A imigração deve, assim, ser entendida como um grito contínuo de manutenção da sobrevivência frente a uma ordem hegemônica que invade, arde e maltrata a condição básica da existência-sobrevivência humana. É o caso dos imigrantes da América Central, dos imigrantes do México, dos imigrantes brasileiros. Mesmo com o endurecimento das políticas de controle migratório do governo Trump as pessoas consideram que essa alternativa é ainda melhor que a condição de vida em seus países de origem.

O Brasil possui aproximadamente 50 crianças nessa situação. O posicionamento do governo brasileiro veio através de uma nota protocolar do Ministério das Relações Exteriores emitida no dia 20 de junho. Há a demonstração de preocupação com o aumento de casos de menores retirados dos pais e expressa-se esperança de que a ordem executiva de Trump encerre tal prática de separação.

A chancelaria brasileira classificou como “prática cruel e em clara dissonância com instrumentos internacionais de proteção aos direitos da criança” a situação dos menores nos EUA, mas o que parece ser um posicionamento assertivo em defesa dos seus cidadãos cujos direitos foram violados vai perdendo força ao longo do texto e a impressão é de que nossa diplomacia veste a vexatória carapuça de “culpa” por tal situação comprometendo-se no final da nota a dar orientações sobre os riscos da travessia. Não houve em nenhum momento repúdio ou crítica firme e direta às práticas violadoras dos Estados Unidos.

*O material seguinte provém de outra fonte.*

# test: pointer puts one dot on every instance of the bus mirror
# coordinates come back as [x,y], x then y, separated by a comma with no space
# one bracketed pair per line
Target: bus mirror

Para elevar o tom surreal da situação e ilustrar as nuances submissas de nossa política externa, na última terça-feira (26 de Junho) em visita ao Brasil o vice-presidente dos EUA, Mike Pence, discursou em defesa do aumento da dureza da política migratória de seu país.

Isso não bastasse, Pence cobrou de Temer uma postura mais agressiva do Brasil em relação à Venezuela. Temer apresentou como proposta ao Vice-presidente estadunidense pagar as passagens para que as crianças brasileiras voltem ao país.

O constrangimento em expor a crueldade de uma política consciente por parte do governo Trump que classifica seres humanos em escalas de merecedores ou não da aplicação dos Direitos Humanos denota não apenas a submissão aos EUA da atual política externa brasileira mas também o esvaziamento em seu conteúdo da defesa dos temas humanitários. Como sabemos o não posicionamento nesses temas, mais do que em outros, custam vidas.

Em oposição a esse silêncio há crianças latinas que mal sabem falar e choram por serem separadas cruelmente de seus pais, mães negras que denunciam as vidas ceifadas de seus filhos pelas mãos de agentes do Estado, mulheres que exigem que não sejam mortas e tenham direito a seus corpos e tantos outros gritos que equalizam uma a uma todas as notas das violentas realidades em nossos países.

Vivemos tempos de crueldades cínicas, de governos latino-americanos que ignoram aqui ou lá o sofrimento de crianças, de políticas externas apequenadas em todos os sentidos. Na trincheira das palavras, ainda que o impacto seja simbólico, é necessário acusar o caráter desumano da condição imperialista-subimperialista sobre nossas vidas. Acusemos. E pelo grito coletivo sejamos capaz de cobrar e reconstruir outros mundos possíveis para nossas crianças.

Karen Honório é professora do curso de Relações Internacionais e Integração da UNILA, doutoranda pelo PPGRI San Tiago Dantas e membro do GR-RI.